A professor of Economics at the Lagos Business School, Prof. Bongo Adi, has said that the proliferation of digital lending companies (or loan apps) in the country is not helping the economy but pushing more Nigerians into poverty.
Prof. Adi, who stated this during a webinar on Nigeria’s 2023 political and business outlook organised by the Lagos Business School Alumni Association on Thursday, explained that most of the loans issued by digital lending companies are for consumption.
He further explained that a research he is currently conducting alongside his other colleagues at the LBS has shown that people collect loans via their apps, spend them, and then start to look for other means to pay back. And in the process, they are pushed further into debt.
More Nigerians pushed to the bottom: While noting that the middle class is fast disappearing in Nigeria as a result of high inflation, which has eroded the purchasing power of many Nigerians, Prof. Adi said his research has also shown that there is nothing more at the bottom of the pyramid, where many Nigerians have been pushed to.
“The situation that I’ve observed, based on a new research track that I just started with some colleagues here at Lagos Business School, is that there is no more Fortune at the Bottom of the Pyramid like what we used to say before.
“The bottom of the pyramid has been pushed to its limit as incomes and purchasing power shrink and the majority of households now depend on mere consumption.”
On the activities of lending companies using mobile apps for easy access to fast loan applications and disbursement, the Professor said:
“Now what we also observe is the proliferation of lending agencies and lending companies that lend to households, individuals, and small businesses.

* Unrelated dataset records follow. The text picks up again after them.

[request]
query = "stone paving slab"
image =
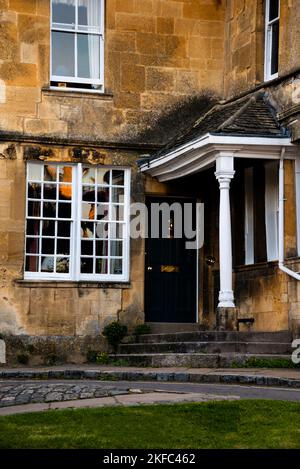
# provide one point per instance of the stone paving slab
(124, 400)
(14, 393)
(289, 378)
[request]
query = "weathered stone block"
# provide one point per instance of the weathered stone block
(158, 79)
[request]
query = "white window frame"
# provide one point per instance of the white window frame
(268, 41)
(76, 80)
(75, 235)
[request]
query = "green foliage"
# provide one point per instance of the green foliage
(142, 329)
(23, 358)
(248, 424)
(115, 332)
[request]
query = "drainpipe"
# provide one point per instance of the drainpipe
(281, 221)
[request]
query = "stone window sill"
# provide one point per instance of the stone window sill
(50, 91)
(70, 284)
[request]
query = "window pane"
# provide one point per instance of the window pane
(116, 248)
(63, 12)
(88, 211)
(34, 190)
(64, 229)
(102, 212)
(274, 9)
(62, 265)
(89, 14)
(33, 227)
(48, 246)
(32, 264)
(103, 194)
(88, 193)
(275, 47)
(101, 248)
(87, 230)
(116, 266)
(47, 264)
(65, 174)
(32, 245)
(117, 178)
(86, 265)
(87, 247)
(102, 230)
(88, 49)
(88, 175)
(116, 231)
(50, 191)
(117, 195)
(48, 228)
(64, 210)
(63, 246)
(49, 210)
(117, 212)
(34, 209)
(34, 172)
(50, 173)
(101, 266)
(63, 54)
(103, 176)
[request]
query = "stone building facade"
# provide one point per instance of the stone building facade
(163, 64)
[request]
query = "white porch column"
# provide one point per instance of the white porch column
(224, 173)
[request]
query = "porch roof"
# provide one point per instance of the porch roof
(236, 126)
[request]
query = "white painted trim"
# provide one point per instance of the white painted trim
(249, 217)
(201, 153)
(75, 235)
(75, 31)
(268, 42)
(271, 210)
(297, 182)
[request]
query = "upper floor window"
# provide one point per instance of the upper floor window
(77, 47)
(271, 38)
(77, 222)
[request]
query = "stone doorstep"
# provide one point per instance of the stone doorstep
(257, 377)
(124, 400)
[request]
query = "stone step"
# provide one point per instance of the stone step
(207, 347)
(195, 360)
(218, 336)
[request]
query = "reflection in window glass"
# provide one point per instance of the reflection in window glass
(53, 242)
(63, 11)
(103, 176)
(34, 190)
(63, 61)
(88, 56)
(116, 266)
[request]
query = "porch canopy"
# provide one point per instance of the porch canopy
(242, 128)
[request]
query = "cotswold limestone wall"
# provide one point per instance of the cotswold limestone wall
(59, 309)
(157, 53)
(244, 46)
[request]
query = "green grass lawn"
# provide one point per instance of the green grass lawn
(239, 424)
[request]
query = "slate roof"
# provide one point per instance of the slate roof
(251, 116)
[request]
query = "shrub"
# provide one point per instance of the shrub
(114, 332)
(142, 329)
(23, 358)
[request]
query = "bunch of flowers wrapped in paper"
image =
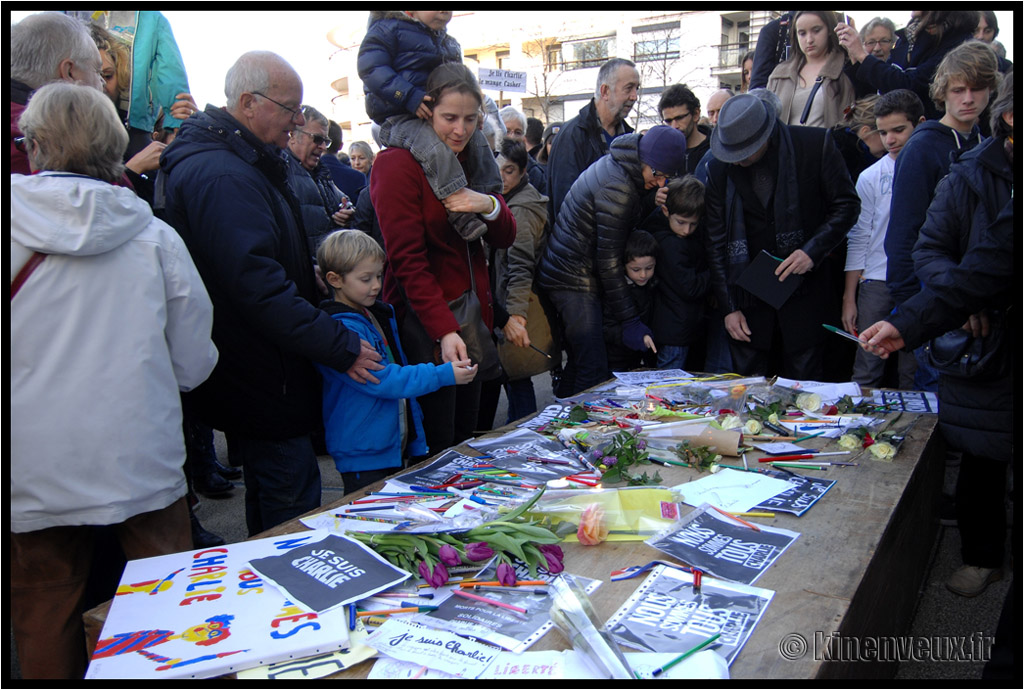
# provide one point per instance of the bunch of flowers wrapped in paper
(512, 537)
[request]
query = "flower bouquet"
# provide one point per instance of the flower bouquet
(511, 536)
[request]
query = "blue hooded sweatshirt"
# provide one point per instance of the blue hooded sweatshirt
(361, 421)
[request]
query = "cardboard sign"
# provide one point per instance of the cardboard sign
(502, 80)
(722, 547)
(666, 614)
(328, 573)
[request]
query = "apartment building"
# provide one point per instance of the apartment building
(560, 52)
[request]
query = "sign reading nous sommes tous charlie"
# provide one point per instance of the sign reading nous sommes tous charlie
(502, 80)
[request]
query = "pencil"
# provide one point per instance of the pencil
(495, 583)
(799, 467)
(493, 602)
(737, 519)
(658, 672)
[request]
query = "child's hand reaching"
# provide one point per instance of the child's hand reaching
(423, 111)
(465, 371)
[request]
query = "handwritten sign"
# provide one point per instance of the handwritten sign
(432, 648)
(502, 80)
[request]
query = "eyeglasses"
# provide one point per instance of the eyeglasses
(294, 112)
(678, 118)
(318, 139)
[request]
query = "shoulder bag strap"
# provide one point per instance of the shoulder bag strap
(810, 99)
(27, 269)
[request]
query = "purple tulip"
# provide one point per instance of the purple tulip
(506, 574)
(449, 555)
(434, 578)
(479, 551)
(553, 557)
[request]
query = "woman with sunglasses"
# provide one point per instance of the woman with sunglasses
(325, 207)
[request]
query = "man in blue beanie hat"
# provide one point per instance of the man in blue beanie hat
(582, 269)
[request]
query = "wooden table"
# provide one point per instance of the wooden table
(856, 568)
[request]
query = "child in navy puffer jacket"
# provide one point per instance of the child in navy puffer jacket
(398, 52)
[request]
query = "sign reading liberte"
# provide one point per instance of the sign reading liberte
(502, 80)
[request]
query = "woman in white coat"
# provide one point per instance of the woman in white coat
(110, 320)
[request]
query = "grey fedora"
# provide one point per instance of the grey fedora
(744, 123)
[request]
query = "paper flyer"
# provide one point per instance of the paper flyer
(551, 665)
(666, 614)
(436, 649)
(722, 547)
(330, 572)
(206, 613)
(732, 490)
(803, 492)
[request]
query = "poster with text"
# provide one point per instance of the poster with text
(206, 612)
(328, 573)
(666, 614)
(804, 492)
(723, 547)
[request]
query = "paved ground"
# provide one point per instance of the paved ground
(939, 612)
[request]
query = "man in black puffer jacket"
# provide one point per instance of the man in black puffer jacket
(320, 201)
(582, 270)
(227, 197)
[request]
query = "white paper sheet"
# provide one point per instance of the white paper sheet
(731, 489)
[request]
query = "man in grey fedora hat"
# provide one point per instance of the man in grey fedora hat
(784, 190)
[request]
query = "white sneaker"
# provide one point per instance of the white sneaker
(970, 580)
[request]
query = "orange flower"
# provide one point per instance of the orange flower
(592, 528)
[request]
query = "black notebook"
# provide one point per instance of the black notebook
(759, 278)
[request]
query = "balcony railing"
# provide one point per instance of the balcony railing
(729, 54)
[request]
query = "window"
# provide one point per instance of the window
(590, 53)
(553, 58)
(659, 48)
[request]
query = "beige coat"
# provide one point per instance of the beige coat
(836, 88)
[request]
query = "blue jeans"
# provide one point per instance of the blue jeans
(587, 363)
(522, 400)
(282, 479)
(672, 356)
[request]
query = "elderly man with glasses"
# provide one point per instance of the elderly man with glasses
(227, 195)
(325, 207)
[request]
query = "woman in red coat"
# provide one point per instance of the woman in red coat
(428, 261)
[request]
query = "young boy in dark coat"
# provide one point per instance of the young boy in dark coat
(682, 285)
(398, 52)
(639, 259)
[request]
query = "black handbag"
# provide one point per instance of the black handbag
(957, 353)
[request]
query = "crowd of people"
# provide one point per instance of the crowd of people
(375, 308)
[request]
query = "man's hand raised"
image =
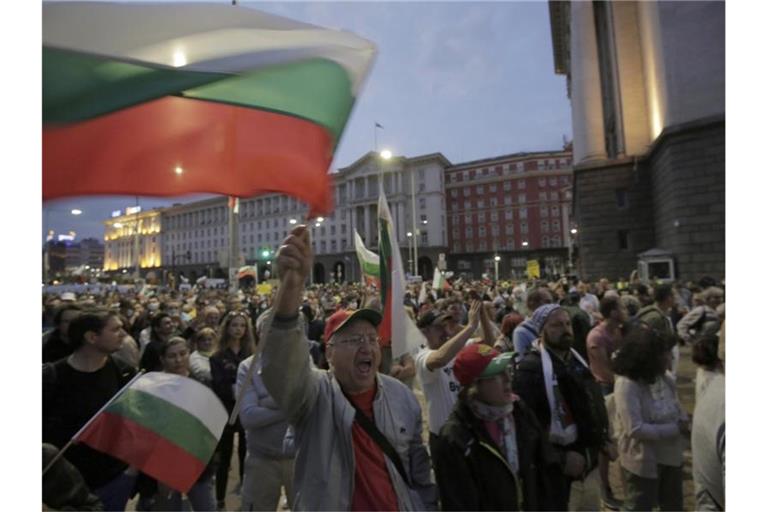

They give out not more than N500,000 or N1 million and those are not the amounts you can use to do any sort of sustainable business in Nigeria today.
“What people use that money for is simple consumption, which my research shows that is actually pushing them further into poverty. So, they find themselves in a rat race of finding the next income to really pay off debts that they’ve incurred.
“So, that’s the situation right now. The bottom of the pyramid is filled with people that have low income, and we’re talking about a country that has a 63% poverty level. If you look at multi-dimensional poverty, a lot of people are pushed to that level.”
What you should know: Independent findings by Nairametrics also show the loan apps offer as low as N1,500 and a maximum of N1 million. In most cases, the interest rates on the loans are as high as 90% such that the borrowers end up finding it difficult to repay.
Some of the lenders have also devised several illegitimate means, including harassment and blackmailing to recover their loans from recalcitrant borrowers.
To address the unwholesome practices among digital lending companies, the Federal Competition and Consumer Protection Commission (FCCPC), last year came up with the Limited Interim Regulatory/Registration Framework and Guidelines for Digital Lending in collaboration with the Joint Task Force (JTF) to promote fair, transparent, and beneficial alternative lending opportunities for Nigerians.
As of last January, the Commission said it has approved the operations of 94 companies as digital money lenders in Nigeria through the ongoing registration.